Slowly transitioning from Matlab to Python...
I have this list of the form
list1 = [[1, 2, nan], [3, 7, 8], [1, 1, 1], [10, -1, nan]]
and another list with the same number of items
list2 = [1, 2, 3, 4]
I'm trying to extract the elements of list1 not containing any nan values, and the corresponding elements in list2 i.e. the result should be:
list1_clean = [[3, 7, 8], [1, 1, 1]]
list2_clean = [2, 3]
In Matlab this is easily done with logical indexing.
Here I get the feeling a list comprehension of some form will do the trick, but I'm stuck at:
list1_clean = [x for x in list1 if not any(isnan(x))]
which obviously is of no use for list2.
Alternatively, the following attempt at logical indexing does not work ("indices must be integers, not lists")
idx = [any(isnan(x)) for x in list1]
list1_clean = list1[idx]
list2_clean = list2[idx]
I'm certain it's painfully trivial, but I can't figure it out, help appreciated !
You can use zip
.
zip
returns the items on the same index from the iterables passed to it.
>>> from math import isnan
>>> list1 = [[1, 2, 'nan'], [3, 7, 8], [1, 1, 1], [10, -1,'nan']]
>>> list2 = [1, 2, 3, 4]
>>> out = [(x,y) for x,y in zip(list1,list2)

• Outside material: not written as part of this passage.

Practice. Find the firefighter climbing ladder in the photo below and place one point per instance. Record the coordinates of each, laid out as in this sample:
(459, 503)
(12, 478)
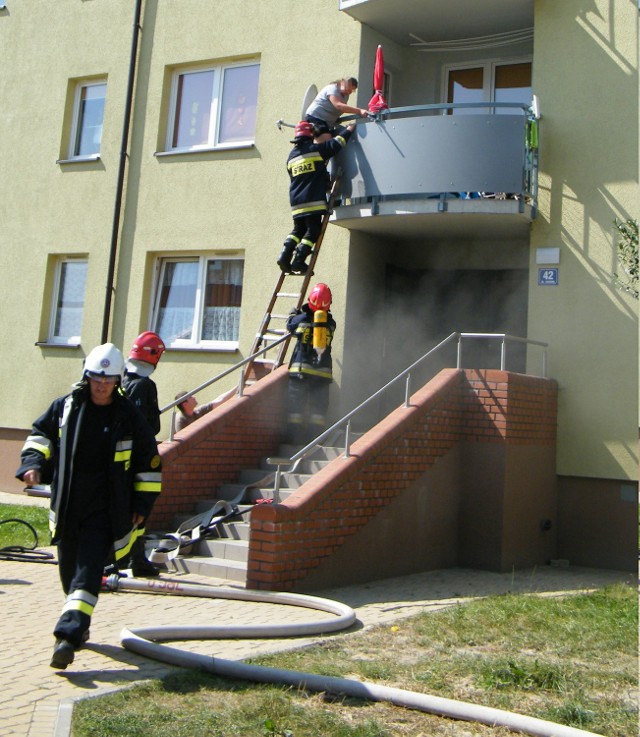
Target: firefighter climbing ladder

if not any(isnan(float(z)) for z in x)]
>>> out
[([3, 7, 8], 2), ([1, 1, 1], 3)]
Now unzip out
to get the required output:
>>> list1_clean, list2_clean = map(list, zip(*out))
>>> list1_clean
[[3, 7, 8], [1, 1, 1]]
>>> list2_clean
[2, 3]
help on zip
:
>>> print zip.__doc__
zip(seq1 [, seq2 [...]]) -> [(seq1[0], seq2[0] ...), (...)]
Return a list of tuples, where each tuple contains the i-th element
from each of the argument sequences. The returned list is truncated
in length to the length of the shortest argument sequence.
You can use itertools.izip
if you want a memory efficient solution as it returns an iterator.